24/7 Space News
ROBO SPACE
New insights into training dynamics of deep classifiers
An MIT study takes a first theoretical analysis inside a convolutional neural network and provides new insights into how properties emerge during the network's training.
ADVERTISEMENT
     
New insights into training dynamics of deep classifiers

Boston MA (SPX) Mar 09, 2023

A new study from researchers at MIT and Brown University characterizes several properties that emerge during the training of deep classifiers, a type of artificial neural network commonly used for classification tasks such as image classification, speech recognition, and natural language processing.

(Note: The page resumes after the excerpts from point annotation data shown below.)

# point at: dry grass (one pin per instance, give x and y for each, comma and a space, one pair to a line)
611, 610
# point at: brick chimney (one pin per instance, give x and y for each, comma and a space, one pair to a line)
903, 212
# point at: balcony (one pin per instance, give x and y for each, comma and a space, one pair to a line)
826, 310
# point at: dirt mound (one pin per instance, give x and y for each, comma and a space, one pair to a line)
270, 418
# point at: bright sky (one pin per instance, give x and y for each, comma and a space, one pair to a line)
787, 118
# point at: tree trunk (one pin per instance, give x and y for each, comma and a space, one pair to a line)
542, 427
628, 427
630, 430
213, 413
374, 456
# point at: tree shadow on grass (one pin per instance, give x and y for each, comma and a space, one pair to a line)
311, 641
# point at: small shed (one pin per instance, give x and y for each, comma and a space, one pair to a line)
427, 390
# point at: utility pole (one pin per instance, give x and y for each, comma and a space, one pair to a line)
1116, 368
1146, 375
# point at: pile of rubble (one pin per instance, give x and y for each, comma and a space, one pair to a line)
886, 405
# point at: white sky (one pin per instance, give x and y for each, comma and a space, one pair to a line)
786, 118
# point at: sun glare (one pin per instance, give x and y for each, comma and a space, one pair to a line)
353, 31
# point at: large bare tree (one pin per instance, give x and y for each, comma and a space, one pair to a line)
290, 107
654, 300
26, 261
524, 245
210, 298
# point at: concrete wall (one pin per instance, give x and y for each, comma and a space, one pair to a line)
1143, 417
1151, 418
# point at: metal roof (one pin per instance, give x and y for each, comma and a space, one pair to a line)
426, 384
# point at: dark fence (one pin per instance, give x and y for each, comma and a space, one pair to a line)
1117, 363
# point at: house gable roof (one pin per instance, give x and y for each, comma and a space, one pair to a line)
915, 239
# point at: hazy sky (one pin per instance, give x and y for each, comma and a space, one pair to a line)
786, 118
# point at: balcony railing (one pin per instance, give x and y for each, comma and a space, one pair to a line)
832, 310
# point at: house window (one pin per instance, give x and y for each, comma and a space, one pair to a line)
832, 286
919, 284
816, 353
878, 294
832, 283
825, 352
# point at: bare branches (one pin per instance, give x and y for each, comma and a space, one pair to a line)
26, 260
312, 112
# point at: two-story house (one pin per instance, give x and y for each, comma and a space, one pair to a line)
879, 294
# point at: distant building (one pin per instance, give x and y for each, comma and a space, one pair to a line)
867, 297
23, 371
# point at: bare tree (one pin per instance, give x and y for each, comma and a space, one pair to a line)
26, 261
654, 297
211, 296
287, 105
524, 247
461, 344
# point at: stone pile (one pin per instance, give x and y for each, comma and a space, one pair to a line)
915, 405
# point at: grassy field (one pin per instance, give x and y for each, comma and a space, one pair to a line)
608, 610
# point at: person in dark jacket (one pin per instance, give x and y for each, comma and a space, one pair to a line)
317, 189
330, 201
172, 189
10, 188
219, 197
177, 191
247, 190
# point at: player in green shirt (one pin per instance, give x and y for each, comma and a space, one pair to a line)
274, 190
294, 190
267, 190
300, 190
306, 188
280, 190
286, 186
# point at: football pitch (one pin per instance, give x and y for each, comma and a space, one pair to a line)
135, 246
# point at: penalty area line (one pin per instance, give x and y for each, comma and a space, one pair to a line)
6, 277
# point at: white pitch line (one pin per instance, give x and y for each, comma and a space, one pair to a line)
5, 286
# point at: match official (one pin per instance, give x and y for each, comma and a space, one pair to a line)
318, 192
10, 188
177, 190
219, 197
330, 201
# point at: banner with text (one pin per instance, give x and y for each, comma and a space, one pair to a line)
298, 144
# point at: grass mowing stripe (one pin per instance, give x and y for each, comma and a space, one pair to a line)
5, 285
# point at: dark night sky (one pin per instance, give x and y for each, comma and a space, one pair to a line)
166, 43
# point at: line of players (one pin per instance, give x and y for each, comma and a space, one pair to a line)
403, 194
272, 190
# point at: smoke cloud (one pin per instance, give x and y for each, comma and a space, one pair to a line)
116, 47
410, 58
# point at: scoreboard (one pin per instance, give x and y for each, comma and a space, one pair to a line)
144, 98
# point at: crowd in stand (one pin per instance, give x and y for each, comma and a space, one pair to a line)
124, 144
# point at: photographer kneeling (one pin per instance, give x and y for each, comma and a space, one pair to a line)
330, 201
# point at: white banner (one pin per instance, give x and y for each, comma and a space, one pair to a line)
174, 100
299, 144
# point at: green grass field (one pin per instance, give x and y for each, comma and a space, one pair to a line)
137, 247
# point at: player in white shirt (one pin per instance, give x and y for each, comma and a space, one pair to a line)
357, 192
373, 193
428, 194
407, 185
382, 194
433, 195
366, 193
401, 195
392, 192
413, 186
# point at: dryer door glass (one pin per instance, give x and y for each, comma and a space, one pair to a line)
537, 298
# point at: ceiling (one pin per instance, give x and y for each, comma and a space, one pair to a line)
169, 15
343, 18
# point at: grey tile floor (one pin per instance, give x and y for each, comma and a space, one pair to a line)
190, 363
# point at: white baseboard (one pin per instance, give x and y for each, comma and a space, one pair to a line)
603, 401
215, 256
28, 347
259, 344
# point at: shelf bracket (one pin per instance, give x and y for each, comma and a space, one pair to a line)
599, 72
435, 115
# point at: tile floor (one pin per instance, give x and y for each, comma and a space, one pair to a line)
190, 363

The paper, "Dynamics in Deep Classifiers trained with the Square Loss: Normalization, Low Rank, Neural Collapse and Generalization Bounds," published in the journal Research, is the first of its kind to theoretically explore the dynamics of training deep classifiers with the square loss and how properties such as rank minimization, neural collapse, and dualities between the activation of neurons and the weights of the layers are intertwined.

In the study, the authors focused on two types of deep classifiers: fully connected deep networks and convolutional neural networks (CNNs).

A previous study examined the structural properties that develop in large neural networks at the final stages of training. That study focused on the last layer of the network and found that deep networks trained to fit a training dataset will eventually reach a state known as "neural collapse." When neural collapse occurs, the network maps multiple examples of a particular class (such as images of cats) to a single template of that class. Ideally, the templates for each class should be as far apart from each other as possible, allowing the network to accurately classify new examples.

An MIT group based at the MIT Center for Brains, Minds and Machines studied the conditions under which networks can achieve neural collapse. Deep networks that have the three ingredients of stochastic gradient descent (SGD), weight decay regularization (WD), and weight normalization (WN) will display neural collapse if they are trained to fit their training data. The MIT group has taken a theoretical approach - as compared to the empirical approach of the earlier study - proving that neural collapse emerges from the minimization of the square loss using SGD, WD, and WN.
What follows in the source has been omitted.